Büyük bir ülkenin 'optimum' (en uygun) diye nitelendirilen bir tarife koyarak serbest ticarete göre refah düzeyini nasıl en yüksek düzeye çıkartabileceğini ifade eder.
Tarife koyanın refah artışları, diğerlerindeki refah düşüşü pahasına gerçekleştiği için yüksek bir olasılıkla onlarda aynı yola başvurarak, yani misilleme yapacaklardır. Bu herkesin kaybetmesi anlamın gelir.
Büyük bir ülkenin gümrük tarifesi koyması ülke refahı açısından birbirine ters iki etki doğurur. Bunlar ticaret hadlerindeki iyileşme ve ticaret hacmindeki daralmadır. Birincisi refahı olumlu, ikincisi ise olumsuz etkiler.
Optimum tarife, ticaret hacmindeki daralmanın olumsuz etkilerine karşılık, ticaret hadlerindeki iyileşmeden doğan net refah artışlarını maksimum yapan bir gümrük tarifesi demektir.
Bu tarife düzeyi aşıldıktan sonra her birim gümrük tarifesi artışı refah kaybı demek olacaktır. Tarife düzeyi aşırı şekilde artarsa bu noktada ticaret hacmi sıfıra düşebilir ve buna yasaklayıcı tarife denilmektedir. Şüphesiz bu noktada dış ticaret kazançları da sıfır olmaktadır.
Günümüzde büyük bir ülkenin bu şekilde bir tarife yükseltmesini gerçekleştirmesi pek olası değildir. Öncelikle bu düzenleme GATT ilkeleriyle bağdaşmayacağı gibi, söz konusu optimum özelliğine sahip olması için diğer ülkelerin buna karşılık hiçbir önlem almamasına bağlıdır. Fakat, eğer misilleme olarak onlarda gümrük tarife artışlarını gündem getirirse beklenen refahın maksimum seviyede olması durumuna ulaşılamaz. Doğal olarak her ülke kendi çıkarını düşündüğü varsayımından bakarsak, bunu yapmaları beklenecektir.

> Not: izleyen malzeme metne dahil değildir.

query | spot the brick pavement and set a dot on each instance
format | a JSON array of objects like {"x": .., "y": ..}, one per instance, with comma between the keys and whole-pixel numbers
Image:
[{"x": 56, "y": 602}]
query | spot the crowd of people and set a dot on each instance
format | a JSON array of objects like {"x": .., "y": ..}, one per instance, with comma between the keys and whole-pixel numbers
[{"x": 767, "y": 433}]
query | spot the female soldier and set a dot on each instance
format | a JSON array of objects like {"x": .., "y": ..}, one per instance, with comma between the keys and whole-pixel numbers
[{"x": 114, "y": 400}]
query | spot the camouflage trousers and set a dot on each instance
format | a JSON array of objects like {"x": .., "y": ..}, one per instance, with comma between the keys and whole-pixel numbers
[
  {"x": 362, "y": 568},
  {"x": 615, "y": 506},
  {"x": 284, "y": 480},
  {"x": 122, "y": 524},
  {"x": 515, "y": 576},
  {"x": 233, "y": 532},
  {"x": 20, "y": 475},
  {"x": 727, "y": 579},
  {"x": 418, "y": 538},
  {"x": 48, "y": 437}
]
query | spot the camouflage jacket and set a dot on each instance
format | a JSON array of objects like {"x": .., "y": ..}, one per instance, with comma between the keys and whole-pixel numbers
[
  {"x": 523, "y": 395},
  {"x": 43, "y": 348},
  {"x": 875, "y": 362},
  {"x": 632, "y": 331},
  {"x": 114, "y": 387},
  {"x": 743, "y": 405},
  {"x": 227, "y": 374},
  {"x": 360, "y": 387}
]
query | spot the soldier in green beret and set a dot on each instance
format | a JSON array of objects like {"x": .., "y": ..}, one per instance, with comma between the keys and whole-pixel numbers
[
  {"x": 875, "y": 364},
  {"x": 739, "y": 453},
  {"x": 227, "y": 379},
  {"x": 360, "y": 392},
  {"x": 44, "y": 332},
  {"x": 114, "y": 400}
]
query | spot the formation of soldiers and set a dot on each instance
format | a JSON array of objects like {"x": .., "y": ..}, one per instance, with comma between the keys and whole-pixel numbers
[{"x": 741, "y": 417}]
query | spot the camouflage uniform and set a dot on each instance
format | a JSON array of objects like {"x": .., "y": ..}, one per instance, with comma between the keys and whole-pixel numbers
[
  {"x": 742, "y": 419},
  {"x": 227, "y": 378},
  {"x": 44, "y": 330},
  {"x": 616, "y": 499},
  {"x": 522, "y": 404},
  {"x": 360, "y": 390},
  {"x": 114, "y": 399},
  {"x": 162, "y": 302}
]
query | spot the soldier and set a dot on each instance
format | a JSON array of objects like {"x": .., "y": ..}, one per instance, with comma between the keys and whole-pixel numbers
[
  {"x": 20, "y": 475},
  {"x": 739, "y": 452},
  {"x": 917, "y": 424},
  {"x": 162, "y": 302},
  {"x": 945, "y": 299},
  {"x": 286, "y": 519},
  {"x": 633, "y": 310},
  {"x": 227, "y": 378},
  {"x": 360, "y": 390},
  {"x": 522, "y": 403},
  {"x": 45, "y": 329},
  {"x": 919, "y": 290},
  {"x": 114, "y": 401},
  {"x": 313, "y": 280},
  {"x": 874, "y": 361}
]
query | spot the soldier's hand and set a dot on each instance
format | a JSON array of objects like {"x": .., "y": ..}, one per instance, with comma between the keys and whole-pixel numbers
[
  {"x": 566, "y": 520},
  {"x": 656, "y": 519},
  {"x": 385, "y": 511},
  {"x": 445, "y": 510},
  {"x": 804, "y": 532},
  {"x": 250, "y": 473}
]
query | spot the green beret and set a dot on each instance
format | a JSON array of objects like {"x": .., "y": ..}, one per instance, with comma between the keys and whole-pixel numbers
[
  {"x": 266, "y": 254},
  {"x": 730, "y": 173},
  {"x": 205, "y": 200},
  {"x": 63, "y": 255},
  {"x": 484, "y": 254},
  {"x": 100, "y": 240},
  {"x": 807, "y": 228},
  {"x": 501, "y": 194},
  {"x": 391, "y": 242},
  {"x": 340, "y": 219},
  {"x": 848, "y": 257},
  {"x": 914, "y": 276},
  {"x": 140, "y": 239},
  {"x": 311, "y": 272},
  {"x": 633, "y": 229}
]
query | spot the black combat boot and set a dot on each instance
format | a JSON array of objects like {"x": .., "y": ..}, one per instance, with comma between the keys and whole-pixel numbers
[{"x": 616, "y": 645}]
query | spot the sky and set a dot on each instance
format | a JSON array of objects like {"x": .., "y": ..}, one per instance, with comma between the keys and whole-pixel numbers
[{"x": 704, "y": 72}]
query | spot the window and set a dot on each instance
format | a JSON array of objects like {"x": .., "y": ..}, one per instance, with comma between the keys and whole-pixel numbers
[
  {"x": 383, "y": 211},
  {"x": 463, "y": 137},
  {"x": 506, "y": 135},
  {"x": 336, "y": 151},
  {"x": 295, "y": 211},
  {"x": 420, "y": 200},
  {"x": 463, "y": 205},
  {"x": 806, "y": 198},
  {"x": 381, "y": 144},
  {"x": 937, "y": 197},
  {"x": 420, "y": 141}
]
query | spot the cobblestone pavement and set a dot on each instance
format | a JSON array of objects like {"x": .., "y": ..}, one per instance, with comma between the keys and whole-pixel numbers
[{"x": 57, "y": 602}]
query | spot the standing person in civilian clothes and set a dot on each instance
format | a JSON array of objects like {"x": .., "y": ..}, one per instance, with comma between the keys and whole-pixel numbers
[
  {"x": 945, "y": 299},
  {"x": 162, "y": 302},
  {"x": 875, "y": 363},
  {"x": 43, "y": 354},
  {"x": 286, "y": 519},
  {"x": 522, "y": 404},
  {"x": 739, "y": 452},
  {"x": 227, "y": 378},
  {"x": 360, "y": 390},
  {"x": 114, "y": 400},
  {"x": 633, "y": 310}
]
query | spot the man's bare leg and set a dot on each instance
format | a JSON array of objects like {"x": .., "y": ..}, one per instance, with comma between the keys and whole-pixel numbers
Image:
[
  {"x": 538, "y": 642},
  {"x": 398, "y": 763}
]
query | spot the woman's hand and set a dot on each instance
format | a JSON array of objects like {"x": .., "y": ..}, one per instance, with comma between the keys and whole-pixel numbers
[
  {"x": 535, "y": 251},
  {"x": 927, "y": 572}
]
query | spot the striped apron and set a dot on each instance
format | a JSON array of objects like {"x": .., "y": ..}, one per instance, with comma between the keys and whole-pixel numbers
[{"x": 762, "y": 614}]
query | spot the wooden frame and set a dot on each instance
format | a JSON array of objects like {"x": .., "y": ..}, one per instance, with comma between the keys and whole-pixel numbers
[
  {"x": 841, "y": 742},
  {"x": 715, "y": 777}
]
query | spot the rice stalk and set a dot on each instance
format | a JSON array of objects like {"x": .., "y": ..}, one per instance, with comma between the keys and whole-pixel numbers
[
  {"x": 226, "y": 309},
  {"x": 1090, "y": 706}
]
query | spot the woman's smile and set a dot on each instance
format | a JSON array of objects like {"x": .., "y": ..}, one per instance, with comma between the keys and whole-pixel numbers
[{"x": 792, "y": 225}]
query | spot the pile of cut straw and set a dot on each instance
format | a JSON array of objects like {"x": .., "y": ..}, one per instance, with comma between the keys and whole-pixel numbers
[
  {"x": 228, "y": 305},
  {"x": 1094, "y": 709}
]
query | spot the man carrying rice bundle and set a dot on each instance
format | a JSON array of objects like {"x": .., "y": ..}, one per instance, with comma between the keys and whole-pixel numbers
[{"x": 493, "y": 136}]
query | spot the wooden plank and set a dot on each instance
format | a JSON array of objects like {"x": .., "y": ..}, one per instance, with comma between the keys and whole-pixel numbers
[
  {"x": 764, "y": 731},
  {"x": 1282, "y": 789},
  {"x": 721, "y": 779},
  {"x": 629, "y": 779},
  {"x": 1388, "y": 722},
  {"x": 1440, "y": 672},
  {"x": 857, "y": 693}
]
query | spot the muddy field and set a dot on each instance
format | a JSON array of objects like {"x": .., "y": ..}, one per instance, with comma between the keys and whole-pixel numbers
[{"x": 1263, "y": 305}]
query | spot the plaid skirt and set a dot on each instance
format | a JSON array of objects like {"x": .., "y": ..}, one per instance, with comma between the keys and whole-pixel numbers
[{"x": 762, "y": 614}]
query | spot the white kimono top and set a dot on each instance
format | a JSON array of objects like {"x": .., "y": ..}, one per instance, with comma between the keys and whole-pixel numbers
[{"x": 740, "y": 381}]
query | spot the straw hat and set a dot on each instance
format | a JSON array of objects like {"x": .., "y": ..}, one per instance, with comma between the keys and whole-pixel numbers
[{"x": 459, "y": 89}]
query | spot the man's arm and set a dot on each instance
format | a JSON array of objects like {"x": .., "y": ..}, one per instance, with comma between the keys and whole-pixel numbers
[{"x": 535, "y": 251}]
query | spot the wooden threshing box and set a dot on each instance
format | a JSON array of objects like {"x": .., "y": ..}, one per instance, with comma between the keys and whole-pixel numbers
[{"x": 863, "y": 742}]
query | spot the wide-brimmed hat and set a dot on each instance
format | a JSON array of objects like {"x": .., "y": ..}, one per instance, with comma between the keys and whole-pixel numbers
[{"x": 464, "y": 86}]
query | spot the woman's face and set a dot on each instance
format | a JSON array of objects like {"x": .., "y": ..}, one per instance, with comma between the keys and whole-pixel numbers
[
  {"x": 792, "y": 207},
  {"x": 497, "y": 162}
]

Bu şekilde karşılıklı tarife yükseltilmesine dönüşen bir durum, gümrük savaşı olarak ifade edilir. Bunun sonucunda kimse amacına ulaşamaz, fakat dünya genelinde daralan ticaret dolayısıyla herkes birde zarara uğrayacaktır. 1930 larda bunun çok açık bir örneği yaşanmıştır. Günümüzde ise tam tersine dünya ticaretini serbestleştirmek yönünde çalışmalar sürmektedir.